26 March, 2012

One benefit of being a missionary

Last Friday and Saturday, my three boys and I had our biannual medicals done by the OMF Japan medical advisor (a Brit). I'm wondering how many other missions have field-based medical advisors? 

I wrote a little bit about OMF the other day and their vision statement, and how being one of them gives our support-roles more meaning. Another advantage of being a part of a mission organisation is the member care that is provided.

Probably most people would consider biannual medicals an annoyance. But really it is a blessing. To be able to sit down with a native English speaker and talk about whatever medical concerns you might have is a luxury that you might not appreciate unless you've lived in a non English speaking country and had to deal with the local medical system.

Here in Japan we are blessed with a fairly good system. But still, it can be challenging to communicate with medical staff. As someone who comes from a system where you have GPs (General Practitioner) and you go to them for everything (including referral to specialists), it can be a challenge to live with a system where you have to decide for yourself which specialists to go to. I had dermatitis in my ears one time – should I have gone to a Dermatologist or an ENT? What about a urinary tract infection – is that an Internal specialist or a Urologist? As no one coordinates your care, I presume you can go to several different doctors for the same thing with no problem.
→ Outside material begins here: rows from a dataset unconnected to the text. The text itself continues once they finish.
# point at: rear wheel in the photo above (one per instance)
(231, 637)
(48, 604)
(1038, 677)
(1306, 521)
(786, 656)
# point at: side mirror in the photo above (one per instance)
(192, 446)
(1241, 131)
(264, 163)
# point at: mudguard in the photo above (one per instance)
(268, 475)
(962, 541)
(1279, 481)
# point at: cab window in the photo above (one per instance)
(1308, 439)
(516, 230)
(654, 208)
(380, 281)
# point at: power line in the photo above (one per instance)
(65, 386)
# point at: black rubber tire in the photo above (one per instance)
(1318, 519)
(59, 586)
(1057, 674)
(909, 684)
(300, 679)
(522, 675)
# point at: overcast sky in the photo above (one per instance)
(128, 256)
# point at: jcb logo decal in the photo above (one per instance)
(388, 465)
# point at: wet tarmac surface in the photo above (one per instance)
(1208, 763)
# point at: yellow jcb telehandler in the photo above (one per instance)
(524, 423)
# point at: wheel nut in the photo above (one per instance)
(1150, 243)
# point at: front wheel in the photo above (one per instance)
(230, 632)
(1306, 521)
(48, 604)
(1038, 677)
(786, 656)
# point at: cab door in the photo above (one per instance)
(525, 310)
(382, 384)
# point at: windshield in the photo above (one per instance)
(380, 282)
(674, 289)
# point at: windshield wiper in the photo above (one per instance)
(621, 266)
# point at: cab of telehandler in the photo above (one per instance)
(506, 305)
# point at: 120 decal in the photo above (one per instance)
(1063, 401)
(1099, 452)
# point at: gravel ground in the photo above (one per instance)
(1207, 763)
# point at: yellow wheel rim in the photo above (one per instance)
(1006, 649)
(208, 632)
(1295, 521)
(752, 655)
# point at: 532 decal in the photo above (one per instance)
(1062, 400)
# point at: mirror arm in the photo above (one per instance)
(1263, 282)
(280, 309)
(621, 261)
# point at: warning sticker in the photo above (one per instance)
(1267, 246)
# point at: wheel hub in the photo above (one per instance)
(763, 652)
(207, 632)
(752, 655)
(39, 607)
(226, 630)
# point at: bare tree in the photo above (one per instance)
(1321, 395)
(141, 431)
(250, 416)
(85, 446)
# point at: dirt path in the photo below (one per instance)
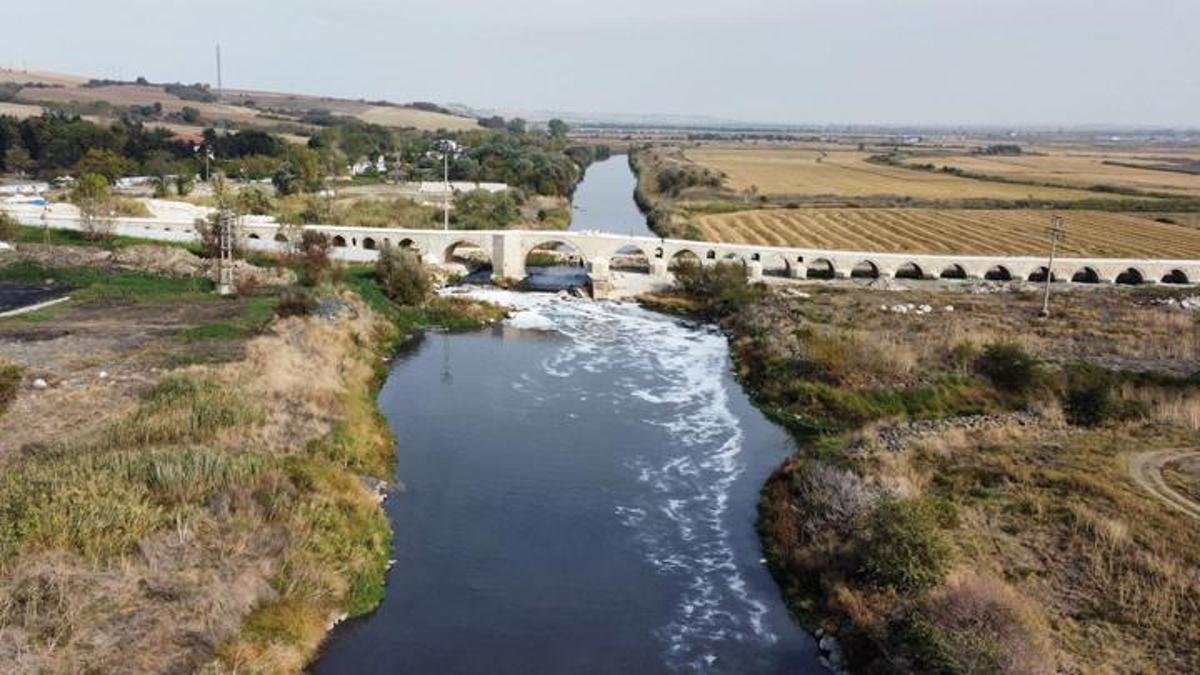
(1146, 470)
To have someone who'll listen carefully to you in your heart language is something pretty special. I don't feel comfortable having a long chat with a doctor in Japan about a concern (not to mention my Japanese usually doesn't cover me that far). Very often their waiting rooms are full and they are shuffling you through as fast as they can.  OMF medical advisors ask you how you're coping with stress, how much exercise you've been doing, how many weeks holidays you've had. No ordinary doctor usually cares so much about these things.
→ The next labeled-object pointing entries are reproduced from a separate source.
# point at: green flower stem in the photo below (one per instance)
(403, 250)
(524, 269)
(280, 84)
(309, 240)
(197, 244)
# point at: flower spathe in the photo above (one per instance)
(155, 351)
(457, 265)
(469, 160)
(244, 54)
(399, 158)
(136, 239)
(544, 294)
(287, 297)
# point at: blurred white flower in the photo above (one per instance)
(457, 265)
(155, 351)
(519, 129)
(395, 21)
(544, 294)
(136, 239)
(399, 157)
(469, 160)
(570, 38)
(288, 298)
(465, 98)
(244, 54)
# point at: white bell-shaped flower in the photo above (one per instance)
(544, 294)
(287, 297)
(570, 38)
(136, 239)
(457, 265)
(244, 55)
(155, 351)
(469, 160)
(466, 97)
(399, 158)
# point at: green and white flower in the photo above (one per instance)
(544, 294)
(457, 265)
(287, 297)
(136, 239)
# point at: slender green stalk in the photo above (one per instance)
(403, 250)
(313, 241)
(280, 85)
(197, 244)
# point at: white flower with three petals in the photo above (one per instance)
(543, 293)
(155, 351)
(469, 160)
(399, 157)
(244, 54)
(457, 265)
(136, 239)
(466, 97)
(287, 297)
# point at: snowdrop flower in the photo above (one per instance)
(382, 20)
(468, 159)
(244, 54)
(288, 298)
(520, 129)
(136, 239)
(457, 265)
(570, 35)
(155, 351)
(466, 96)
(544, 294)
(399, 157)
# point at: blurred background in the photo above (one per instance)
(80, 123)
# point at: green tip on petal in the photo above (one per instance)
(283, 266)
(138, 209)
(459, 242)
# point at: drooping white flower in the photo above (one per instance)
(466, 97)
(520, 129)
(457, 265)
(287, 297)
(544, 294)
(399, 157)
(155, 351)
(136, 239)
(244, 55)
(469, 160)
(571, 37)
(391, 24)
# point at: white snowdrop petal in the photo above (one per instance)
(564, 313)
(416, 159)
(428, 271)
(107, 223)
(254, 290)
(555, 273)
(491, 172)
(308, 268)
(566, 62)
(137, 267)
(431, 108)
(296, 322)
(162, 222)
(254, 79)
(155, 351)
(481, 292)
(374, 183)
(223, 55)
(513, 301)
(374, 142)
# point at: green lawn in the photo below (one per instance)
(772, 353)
We're able to contact our field medical advisor for advise on how to proceed with a certain concern. So, for example, in January I had a collection of troubling symptoms one day and had trouble sorting out what exactly I was suffering. He was able to give me good advice as to what to do, which doctor to go to. One of our sons suffered an embarrassing problem one evening, after Googling it, I became concerned that it was quickly becoming an emergency and rang our advisor to check whether we should rush to hospital. He confirmed our concern and off we rushed.
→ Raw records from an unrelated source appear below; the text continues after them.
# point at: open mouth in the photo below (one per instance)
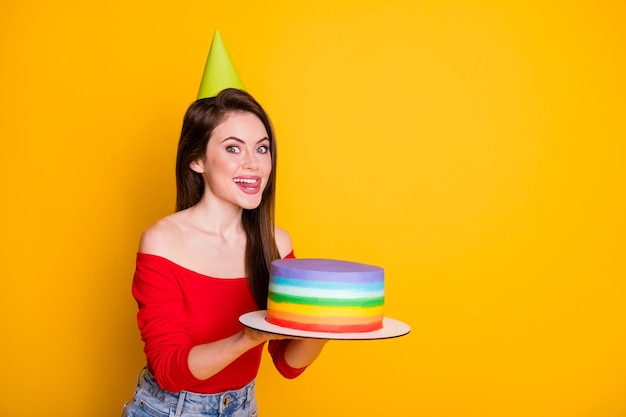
(249, 185)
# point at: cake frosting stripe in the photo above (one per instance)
(378, 285)
(331, 320)
(326, 295)
(325, 311)
(348, 302)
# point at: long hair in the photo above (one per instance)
(201, 118)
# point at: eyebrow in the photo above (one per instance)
(242, 141)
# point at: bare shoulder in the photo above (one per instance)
(162, 237)
(283, 241)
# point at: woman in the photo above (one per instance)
(189, 281)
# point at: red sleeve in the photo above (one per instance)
(277, 351)
(161, 320)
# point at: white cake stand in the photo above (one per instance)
(391, 328)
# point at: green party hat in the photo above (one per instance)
(219, 71)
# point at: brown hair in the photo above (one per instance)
(201, 118)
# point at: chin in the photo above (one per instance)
(250, 205)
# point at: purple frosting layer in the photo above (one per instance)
(326, 270)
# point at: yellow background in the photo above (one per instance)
(475, 150)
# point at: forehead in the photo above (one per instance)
(241, 125)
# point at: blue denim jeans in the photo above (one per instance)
(150, 400)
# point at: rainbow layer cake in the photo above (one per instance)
(326, 295)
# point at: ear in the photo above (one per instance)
(197, 166)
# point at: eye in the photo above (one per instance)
(233, 149)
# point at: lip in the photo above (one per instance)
(248, 184)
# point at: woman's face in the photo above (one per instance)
(238, 162)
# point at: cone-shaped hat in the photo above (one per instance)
(219, 71)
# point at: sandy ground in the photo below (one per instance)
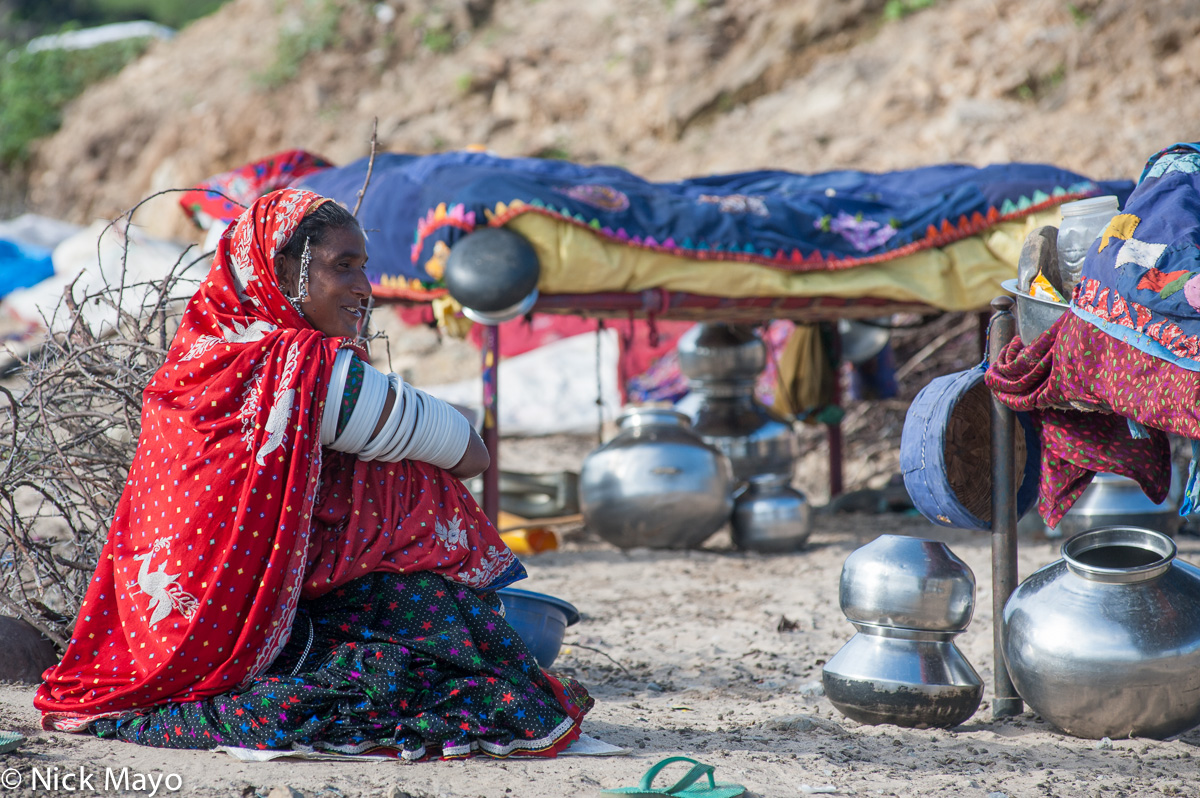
(685, 655)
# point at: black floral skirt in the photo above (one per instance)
(412, 663)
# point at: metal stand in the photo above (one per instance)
(1003, 514)
(491, 421)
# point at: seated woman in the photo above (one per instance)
(294, 559)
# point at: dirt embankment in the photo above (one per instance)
(667, 89)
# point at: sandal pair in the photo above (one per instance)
(685, 787)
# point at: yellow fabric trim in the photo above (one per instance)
(961, 276)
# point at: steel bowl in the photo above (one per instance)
(1035, 316)
(539, 619)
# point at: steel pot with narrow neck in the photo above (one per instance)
(1105, 642)
(1111, 499)
(907, 598)
(771, 516)
(754, 438)
(907, 582)
(655, 484)
(721, 353)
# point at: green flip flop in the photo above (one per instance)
(684, 787)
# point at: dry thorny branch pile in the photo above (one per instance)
(70, 432)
Another valuable thing he contributes, is an international view of medical concerns. Different countries have different standards on various things. For example medication is called different things in different countries, and immunisation schedules are different in different countries. Our medical advisor can help us translate these things so that we can work comfortably within Japan as well as our home country. Oh, and OMF International has its own immunisation schedule as well, just to confuse things! 

So, yet another thing I am grateful for as a missionary: greater care for my health than I might otherwise receive, even living in my passport country.

1 comment:

KarenKTeachCamb said...

OK, I confess. I'm jealous!

Accessing decent medical care here is easier now than it has been, and I'm lucky to have two friends who are Australian medicos (one of whom I can easily ask advice of about most things), but it's not the same as having a GP at home. Even then, I don't know that the GPs at home are as thorough as you described, and certainly if they are it's at a cost!

At the same time, I'm also glad you have that support, because dealing with medical stuff overseas is definitely challenging. Praise God that He knows all our needs and cares for each one of them.